Ada Lovelace Day, which is held each year on the second Tuesday of October, is a celebration of inspirational women in the field of science, technology, engineering and mathematics who have become role models in their own particular field.
One such person is Alissa Knight, a hacker who has moved from the dark side into the light, became a serial entrepreneur, author and content creator, all before hitting 40. After being born Eric Heinz, Alissa also transitioned in 2008 and, as such, has a unique perspective on the male-dominated cybersecurity sector in which she continues to make her living.
As to how Alissa got into the hacking world in the first place though, that happened at the tender age of 13. In time-honored fashion, after purchasing her first computer – a 486 SX/25 – Alissa became a member of the dial-up Bulletin Board System community of computer enthusiasts. From there, she migrated to using the Internet Relay Chat instant messaging system, which was where she met her first hackers. She explains the fascination:
At the time, there were no degrees in cybersecurity and YouTube didn’t exist, nor did SANS [Institute for cybersecurity training]. The idea of cybersecurity training wasn’t even a sparkle in people’s eyes. If you wanted to learn how to hack, you downloaded and played with exploits and tried to understand what they did. Hacking wasn’t as easy as it is now, where exploitation platforms have been turned into graphical user interfaces with point and click. Back then, you needed to know how to actually compile a .C source code file to make an exploit work.
Becoming a hacker – and more
So the impetus behind her becoming a hacker was that she had a curious mind, which meant in her case taking on the challenge of learning how applications worked before figuring out ways to “break them”. Alissa explains:
The psychological profile of a hacker, in my view, is someone that simply believes there’s a way through and around something. Someone who believes that anything made by humans can be broken by humans due to our inability to write perfect code clean of vulnerabilities. In a nutshell, a hacker, in my view, is simply a breaker.
What made swap her black hat for a white one though was getting caught by law enforcement, aged 17, after hacking into a US government network. When the charges were dropped due to technical irregularities relating to her arrest, Alissa saw it as a second chance, enabling her to take her life in a new direction - not least as she had grown to hate “living in constant paranoia every time there was a knock at my door”.
And take her life in a new direction she did. Since those heady days, Alissa has worked in cyber-warfare for the US intelligence community, “defending networks against people like myself”. She has set up and sold two cybersecurity start-ups to private companies and is in the process of exiting a third.
Chair of managed security service provider, Brier & Thorn, Alissa is also involved in a host of advisory roles and has started her own venture capital fund.

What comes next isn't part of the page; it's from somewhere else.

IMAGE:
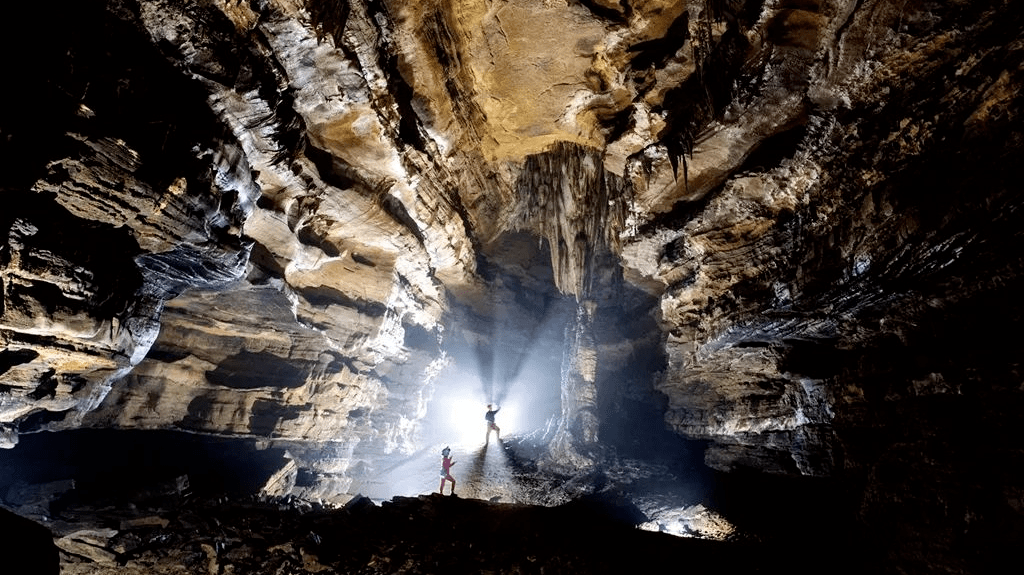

She is a member of the HackerOne ethical hacker community, runs a content creation and influencer marketing agency called Knight Ink, and has written a book, published by Wiley, entitled ‘Hacking Connected Cars: Tactics, Techniques, and Procedures’. She is currently writing the screenplay for a TV series based on her life – and so the list goes on.
A woman in a man’s world
But as a trans woman, Alissa has also had the unique experience of working in the notoriously male-dominated cybersecurity industry as both male presenting and as a woman. Having done so, she has gained a much deeper understanding of the discrimination women face every day, including in salary terms. As Alissa explains:
I realize now, as a woman who has faced [the wage disparity] challenge in my career, no man can truly understand the impact it has on women and their families until they’ve been on the receiving end of it. Of course, they can think it’s wrong and support change, but they can’t truly understand its impact unless they’ve gone through it.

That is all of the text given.